- Born: July 1, 1901 Elgin, Texas
- Died: January 18, 1979 (aged 77) Palo Alto, California
- Education: Rice Institute
- Awards: IEEE Fellow IEEE Founders Medal (1969)
- Scientific career
- Workplaces: General Electric United Research Corporation Sylvania Electric Products SRI International

= E. Finley Carter =

American electrical engineer

Emmett Finley Carter (July 1, 1901 - February 18, 1979) was an electrical engineer that worked at several companies; most notably, he was in upper management of Sylvania Electric Products and was the director, and later president, of SRI International from 1956 to 1963.

==Early life and education==
Carter was born on July 1, 1901, in Elgin, Texas, to Alfred Hinds Carter and Jimmie Lucretia Stevens. He graduated from Rice Institute (in Houston, Texas) in 1922 with a degree in electrical engineering.

==Early career==
After graduation, he joined General Electric in Schenectady, New York, where he developed high-power broadcast transmitters for WGY in Schenectady; KGO in Oakland; and KOA in Denver. He held a variety of positions, particularly in research and development, leaving the company in charge of a division.

In 1929, Carter became the director of the radio division of United Research Corporation in New York, which was part of Warner Pictures. In this position, he designed Brunswick radios, circuits, and receivers, and held several patents covering his work during this period.

He joined Sylvania Electric Products in September 1932 as a consulting engineer, and would eventually become assistant chief engineer; in February 1941, he organized a new industrial relations department of Sylvania, and was elected director of Sylvania in March, 1943. In 1945, Carter was named Vice President of Engineering and in 1952 he was named Vice President and Technical Director.

==Later career==
In 1954, Carter joined the Sanford Research Institute (SRI), now known as SRI International, as a Manager of Research Operations, reporting to director Jesse E. Hobson; his duties focused on coordinating interdisciplinary research efforts, particularly the ones that involved both physical and life sciences, or both economics and engineering.

In 1956, Carter became the director of SRI, and a member of its board of directors. In 1959, SRI reorganized its leadership structure, and Carter was named the organization's first president. In 1958, SRI established its Life Sciences division under Bruce Graham. Carter was president until 1963, and retired from SRI in 1965.

==Awards and memberships==
Carter was a member of the IEEE, American Radio Relay League, Sigma Xi, Eta Kappa Nu, and Tau Beta Pi.

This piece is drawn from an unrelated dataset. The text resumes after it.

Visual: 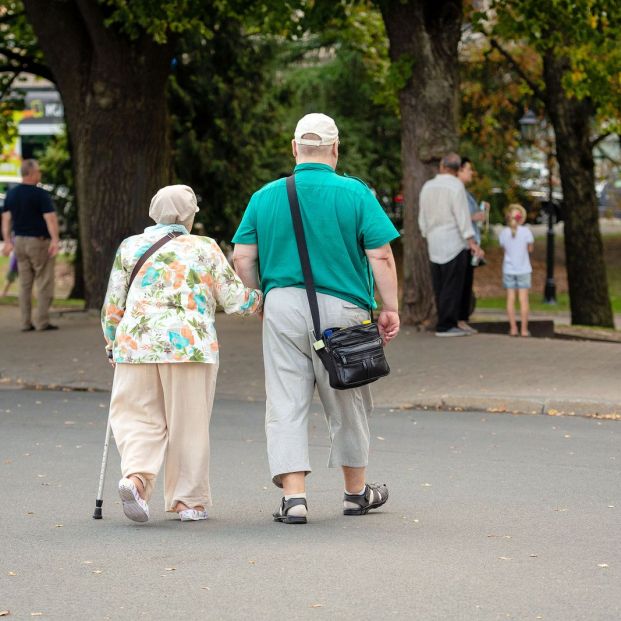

He was a fellow of the Institute of Radio Engineers, and served on its board of directors.

He was named an IEEE Fellow in 1949, and received the IEEE Founders Medal in 1969 "for outstanding contributions to the electrical engineering profession and to the Institute of Electrical and Electronics Engineers through wise and imaginative leadership in the planning and administration of technical developments in electronics and telecommunications".